TİLKİ'NİN GENİŞ ÖZELLİKLERİ

Özellikler
Kızıl tilki 75 cm uzunluğuna (+40 cm kuyruk), 40 cm boyuna ve 7-9 kg ağırlığa varır. Üst kısmı kızıl, alt kısmı beyaz, bacaklarının alt kısımları siyah renk olur. Renklerinde yöresel olarak farklar olabilir; bazen üst kısmı kavuniçi ya da kahverengimsi kırmızı ve alt kısmı kar beyazı ya da gri renk olabilir. Sırtında siyah bir çizgisi olan kızıl tilkiler, ya da tamamen gri veya siyah renk olanlarına da rastlanılabilir.

Dağılımı
Kızıl tilki çok geniş bir coğrafyada yaygındır; Avrupa, Asya, Kuzey Afrika ve Kuzey Amerika. 19'ncu yüzyılda ingilizlerin av hayvanı olarak Avustralya'ya götürmüş oldukları kızıl tilkiler orada çok hızlı yayılıp günümüze kadar hala önemli ekolojik bir sorun olmuş, Avustralya'nın birçok yerli küçük hayvanlarının neslini tüketmişdir.

Yaşam alanı
Kızıl tilki çok farklı yaşam alanlarına ayak uydurabildiği için kendisine farklı alanlarda rastlanılabilir. Özellikle ormanlarda, kırlarda, tarlalarda yaşamayı tercih eder, ama şehirlerin kenarlarında ve hatta şehirlerin içlerinde günden güne daha sık kızıl tilkiye rastlanılmaktadır. Kızıl tilki şehirlerdeki güvercin,keme,fare ve tavşan populasyonunu kontrol altında tutar ve böylece insanlar için faydalı olur.

Yaşam şekli
Kızıl tilkiler geceleri ava çıkan omnivor hayvanlardır.
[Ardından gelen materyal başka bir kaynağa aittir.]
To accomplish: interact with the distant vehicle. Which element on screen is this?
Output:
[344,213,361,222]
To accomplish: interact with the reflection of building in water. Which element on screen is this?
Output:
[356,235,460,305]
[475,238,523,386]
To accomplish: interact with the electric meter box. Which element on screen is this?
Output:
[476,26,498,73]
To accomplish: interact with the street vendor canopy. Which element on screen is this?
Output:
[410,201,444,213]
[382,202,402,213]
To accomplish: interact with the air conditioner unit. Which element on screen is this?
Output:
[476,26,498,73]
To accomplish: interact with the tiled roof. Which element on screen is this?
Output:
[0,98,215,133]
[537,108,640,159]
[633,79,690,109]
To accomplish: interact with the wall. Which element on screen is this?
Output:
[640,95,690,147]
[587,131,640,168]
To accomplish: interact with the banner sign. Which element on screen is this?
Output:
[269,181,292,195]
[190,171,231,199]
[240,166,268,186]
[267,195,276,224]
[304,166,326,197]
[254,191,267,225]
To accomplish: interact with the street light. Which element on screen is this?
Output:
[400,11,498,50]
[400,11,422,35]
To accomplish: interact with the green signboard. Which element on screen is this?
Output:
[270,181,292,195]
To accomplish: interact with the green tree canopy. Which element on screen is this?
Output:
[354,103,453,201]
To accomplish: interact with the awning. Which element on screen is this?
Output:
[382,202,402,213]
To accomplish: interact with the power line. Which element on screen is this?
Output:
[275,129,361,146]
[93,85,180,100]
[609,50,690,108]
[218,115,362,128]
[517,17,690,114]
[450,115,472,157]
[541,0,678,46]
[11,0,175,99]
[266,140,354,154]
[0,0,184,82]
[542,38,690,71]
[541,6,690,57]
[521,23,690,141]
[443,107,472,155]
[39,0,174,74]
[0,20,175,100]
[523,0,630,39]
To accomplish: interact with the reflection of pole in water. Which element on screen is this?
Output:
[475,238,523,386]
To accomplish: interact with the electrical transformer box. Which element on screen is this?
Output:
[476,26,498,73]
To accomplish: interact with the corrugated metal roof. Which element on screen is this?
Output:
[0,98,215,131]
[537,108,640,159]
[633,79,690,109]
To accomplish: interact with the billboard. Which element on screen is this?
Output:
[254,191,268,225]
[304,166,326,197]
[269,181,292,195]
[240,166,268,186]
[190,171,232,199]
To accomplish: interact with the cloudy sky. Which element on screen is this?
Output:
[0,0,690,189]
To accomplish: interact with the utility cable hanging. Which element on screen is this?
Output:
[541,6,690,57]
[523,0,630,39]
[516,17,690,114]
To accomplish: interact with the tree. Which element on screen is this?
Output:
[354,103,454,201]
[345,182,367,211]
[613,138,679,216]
Yavrusuna avlamayı öğreten dişi tilkilerin haricinde genelde yalnız ava çıkarlar.

Beslenme
Hızlı bir ısırık ile çoğunlukla kemiricilerden oluşan kurbanlarını öldürürler. Birçok ayrı küçük hayvanlar, bitkisel gıda ve leş ile beslenirler. Yuvalarını yerde kuran kuşlar,tavuksular tavşanlar, böcekler,balıklar ile de beslenebilirler. Çok nadir olarak geyik ya da domuz yavrularını avlarlar ve çok zor zamanlarda amfiloyum ve sürüngen türleride yiyebilirler. Tilkilerin kümeslere girip tavuk çalmalarıda meşhurdur. Bazı tilkiler karayollarını takip eder ve otomobillerin ezdiği hayvanların leşleri ile beslenirler.

Üreme
Kızıl tilki yavruları
Kızıl tilki senenin büyük bir bölümünü yalnız geçirir. Orta Avrupa'da Ocak-Şubat aylarında, Güney Avrupa'da Aralık-Ocak aylarında üreme zamanlarıdır. Bu zaman sürecinde erkek tilki bir dişiye kur yapar ve onunla çiftleşir. Erkek hayvan dişinin yanında kalır ve yavruların bakımında yardım eder.
50 gün süren bir gebelikten sonra 3-5 yavru dünyaya gelir (nadiren sadece 1, ya da 13 yavru olabilir). Yavrular ömürlerinin ilk iki haftası boyunca kördürler ve 4-6 hafta boyunca emzirilirler. Bir ay sonra ilk kez mağaradan dışarı çıkarlar.
Eğer dişi tilki herhangi bir nedenden dolayı ölecek olursa, yavruların bakımını erkek tilki yalnız başınada yürütebilir.
Yavrular dört hafta sonra annelerinden bağımsızlığa, ve 10 ay sonra üreyebilecek olgunluğa ulaşırlar. Bir yaşına varınca annelerini terk ederler. 12 yaşına kadar yaşayabilirler.

2.05.2009

KURTUN ÖZELLİKLERİ

Daha yakından incelendiğinde vücudunun köpekten daha uzun, göğsünün daha yüksek ve daha ince olduğu görülür. Kurtların kafası büyük, kulakları kısa, püsküllü kuyrukları vücutlarının üçte biri uzunluktadır. Renkleri alt türlerine göre yöresel olarak değişir, beyaz, krem rengi, sarımsı, kızıl, gri ve siyah olabilir.
Avrupa'nın ve Asya'nın fazla sıcak olmayan bölgelerinde bozkurtlar çoğunluktadır. Daha kuzeye gidildiğinde siyah ve beyaz renkli kurtlara rastlanır.
Kurtların boyutları da yöresel olarak değişir:
En büyük kurtlar Letonya, Beyaz Rusya, Alaska ve Kanada'da görülür, 160 cm vücut uzunluğuna (+ 52 cm kuyruk) ve ayakta dururken 80 cm boya erişirler. Bu kurtlar 80 kg ağırlığa kadar ulaşabilir.
En küçük kurtlar Ortadoğuda ve Arap Yarımadasında bulunur, ancak 80 cm vücut uzunluğuna (+ 29 cm kuyruk) ve 20 kg ağırlığa ulaşırlar.ömürlei 24 yıldır.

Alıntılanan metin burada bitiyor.